Kiedy we wtorek wracałam z pracy to postanowiłam wejść jeszcze po drodze na bazar. Miałam do kupienia kilka warzyw na zupę a tam zawsze wszystko było bardzo świeże. Lubiłam robić zakupy na bazarze i zaglądałam tam na prawdę bardzo często.
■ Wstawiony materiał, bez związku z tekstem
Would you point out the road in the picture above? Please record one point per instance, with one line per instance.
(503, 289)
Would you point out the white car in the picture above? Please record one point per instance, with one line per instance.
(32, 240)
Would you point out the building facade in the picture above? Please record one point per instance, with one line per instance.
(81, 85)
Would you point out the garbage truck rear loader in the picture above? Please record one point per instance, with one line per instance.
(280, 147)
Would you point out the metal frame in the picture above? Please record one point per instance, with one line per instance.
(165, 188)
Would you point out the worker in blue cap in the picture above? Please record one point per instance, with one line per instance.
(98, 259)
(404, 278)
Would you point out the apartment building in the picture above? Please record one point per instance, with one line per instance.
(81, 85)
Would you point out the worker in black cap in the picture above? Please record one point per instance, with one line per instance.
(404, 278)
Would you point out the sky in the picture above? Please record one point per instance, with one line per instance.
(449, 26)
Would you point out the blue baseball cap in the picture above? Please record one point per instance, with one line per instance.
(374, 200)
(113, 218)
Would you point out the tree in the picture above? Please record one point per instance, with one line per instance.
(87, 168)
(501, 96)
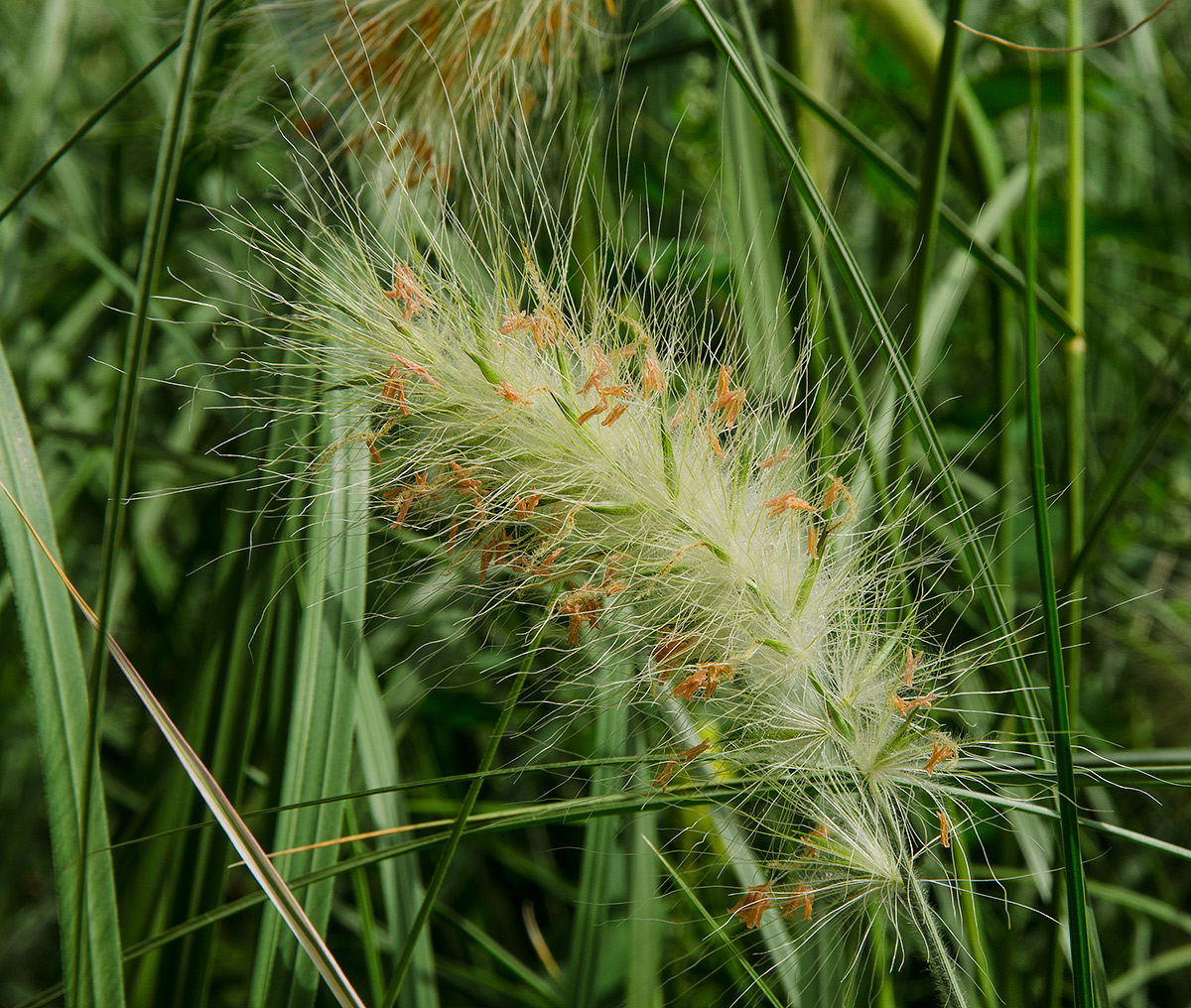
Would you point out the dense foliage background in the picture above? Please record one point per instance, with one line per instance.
(547, 902)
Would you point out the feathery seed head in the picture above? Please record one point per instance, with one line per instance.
(554, 448)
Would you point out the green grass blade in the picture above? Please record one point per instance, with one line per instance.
(1076, 347)
(930, 196)
(457, 833)
(1159, 965)
(400, 886)
(59, 687)
(719, 931)
(1066, 798)
(582, 982)
(136, 345)
(319, 746)
(751, 227)
(951, 222)
(237, 830)
(1120, 480)
(974, 554)
(96, 117)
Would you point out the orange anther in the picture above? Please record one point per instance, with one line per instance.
(817, 835)
(803, 896)
(524, 507)
(406, 288)
(942, 752)
(668, 651)
(513, 321)
(600, 369)
(715, 441)
(581, 606)
(707, 676)
(789, 501)
(652, 379)
(728, 399)
(614, 413)
(773, 459)
(751, 908)
(599, 407)
(679, 761)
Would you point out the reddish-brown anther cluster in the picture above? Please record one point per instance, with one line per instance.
(728, 399)
(670, 650)
(803, 898)
(751, 908)
(942, 752)
(707, 676)
(408, 290)
(785, 502)
(679, 761)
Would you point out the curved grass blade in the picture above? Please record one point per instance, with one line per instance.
(974, 555)
(400, 883)
(152, 250)
(719, 931)
(1128, 466)
(930, 197)
(319, 747)
(589, 935)
(95, 117)
(272, 884)
(59, 685)
(1069, 815)
(570, 811)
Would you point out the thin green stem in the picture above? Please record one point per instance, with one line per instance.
(89, 123)
(974, 556)
(930, 196)
(1069, 815)
(1076, 347)
(161, 200)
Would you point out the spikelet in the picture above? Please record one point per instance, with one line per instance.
(565, 456)
(408, 83)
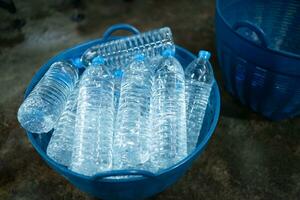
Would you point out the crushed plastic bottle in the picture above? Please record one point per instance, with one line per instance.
(168, 113)
(61, 142)
(121, 51)
(199, 79)
(42, 108)
(93, 139)
(131, 149)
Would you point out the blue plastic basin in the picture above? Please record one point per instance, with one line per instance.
(258, 44)
(138, 187)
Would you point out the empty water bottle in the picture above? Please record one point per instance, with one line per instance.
(61, 142)
(168, 113)
(121, 51)
(199, 79)
(92, 147)
(44, 105)
(131, 138)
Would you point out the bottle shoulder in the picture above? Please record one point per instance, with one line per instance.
(199, 70)
(169, 65)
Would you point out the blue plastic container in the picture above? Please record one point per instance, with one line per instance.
(258, 43)
(145, 184)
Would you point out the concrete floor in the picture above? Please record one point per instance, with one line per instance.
(248, 157)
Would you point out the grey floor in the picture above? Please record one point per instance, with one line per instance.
(248, 156)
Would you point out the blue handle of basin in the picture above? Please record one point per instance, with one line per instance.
(125, 27)
(257, 30)
(142, 173)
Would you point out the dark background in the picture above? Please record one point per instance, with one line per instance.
(248, 156)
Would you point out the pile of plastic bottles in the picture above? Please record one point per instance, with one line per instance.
(133, 107)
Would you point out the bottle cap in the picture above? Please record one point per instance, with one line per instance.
(204, 54)
(118, 73)
(139, 57)
(77, 62)
(98, 60)
(168, 53)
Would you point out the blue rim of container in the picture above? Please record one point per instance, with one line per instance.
(142, 174)
(284, 54)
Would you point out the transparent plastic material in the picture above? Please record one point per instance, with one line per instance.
(93, 138)
(199, 79)
(61, 142)
(42, 108)
(120, 52)
(168, 113)
(132, 136)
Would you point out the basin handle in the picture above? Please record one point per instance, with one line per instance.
(257, 30)
(125, 27)
(136, 172)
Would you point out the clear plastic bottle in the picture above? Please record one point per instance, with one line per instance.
(168, 113)
(131, 139)
(93, 139)
(121, 51)
(199, 79)
(42, 108)
(61, 143)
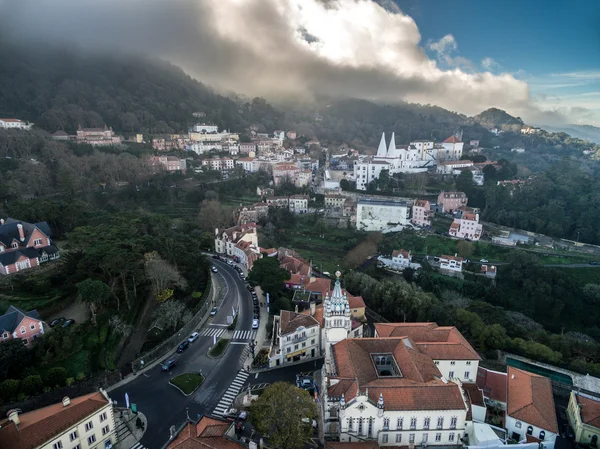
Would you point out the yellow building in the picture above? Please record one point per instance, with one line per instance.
(86, 422)
(584, 416)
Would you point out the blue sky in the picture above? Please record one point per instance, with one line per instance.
(553, 45)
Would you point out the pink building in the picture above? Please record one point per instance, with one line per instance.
(167, 163)
(16, 323)
(467, 227)
(422, 213)
(450, 201)
(24, 245)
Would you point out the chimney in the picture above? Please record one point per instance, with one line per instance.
(13, 415)
(21, 233)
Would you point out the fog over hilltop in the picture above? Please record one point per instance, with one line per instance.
(281, 49)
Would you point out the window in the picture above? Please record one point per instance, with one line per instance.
(426, 422)
(413, 423)
(453, 421)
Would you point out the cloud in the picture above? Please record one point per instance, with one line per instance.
(293, 49)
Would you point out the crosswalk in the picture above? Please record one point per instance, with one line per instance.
(231, 393)
(244, 335)
(213, 331)
(138, 446)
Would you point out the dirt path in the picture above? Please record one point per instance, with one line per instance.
(138, 337)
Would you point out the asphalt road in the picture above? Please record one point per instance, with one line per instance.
(165, 406)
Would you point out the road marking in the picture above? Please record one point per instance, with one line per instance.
(231, 393)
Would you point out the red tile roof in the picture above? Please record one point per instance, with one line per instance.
(493, 384)
(418, 388)
(530, 399)
(589, 410)
(42, 425)
(438, 342)
(208, 433)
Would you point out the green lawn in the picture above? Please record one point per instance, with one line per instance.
(218, 349)
(188, 382)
Mąż w śmiesznym fartuchu kuchennym
Tym razem jednak zauważyłam, że przed wejściem na targowisko pojawił się jakiś nowy sklep. Zdecydowałam się wejść do środka, ponieważ nazwa sklepu wydała mi się wyjątkowo interesująca. W środku były śmieszne fartuchy kuchenne, które zaczęłam przeglądać. Od razu mi się spodobały, ponieważ były wykonane z doskonałej jakości materiału i miały zabawne aplikacje. Z uwagi na to, że mój mąż dość często gotuje obiady zdecydowałam się sprezentować mu taki śmieszny fartuszek. Jarek ma ogromne poczucie humoru i byłam pewna, że z takiego prezentu będzie zadowolony. Kiedy skończyłam robić wszystkie zakupy to udałam się prosto do domu. Mąż już na mnie czekał. Nie zdążyłam nawet zdjąć butów i już pokazałam mu fartuch, który specjalnie dla niego kupiłam. Jarek był bardzo rozbawiony i zapytał gdzie są takie śmieszne fartuchy kuchenne, ponieważ nigdzie ich nie widział. Od razu go założył i zaczął przygotowywać dla nas zupę. Z rozbawieniem przyglądałam się mu jak krzątał się po kuchni w tym przezabawnym fartuchu i widziałam, że on także świetnie się przy tym bawił. To był zdecydowanie trafiony prezent. Jarek zresztą fartuch zakładał za każdym razem jak przyrządzał jakieś potrawy w kuchni i wyglądał świetnie.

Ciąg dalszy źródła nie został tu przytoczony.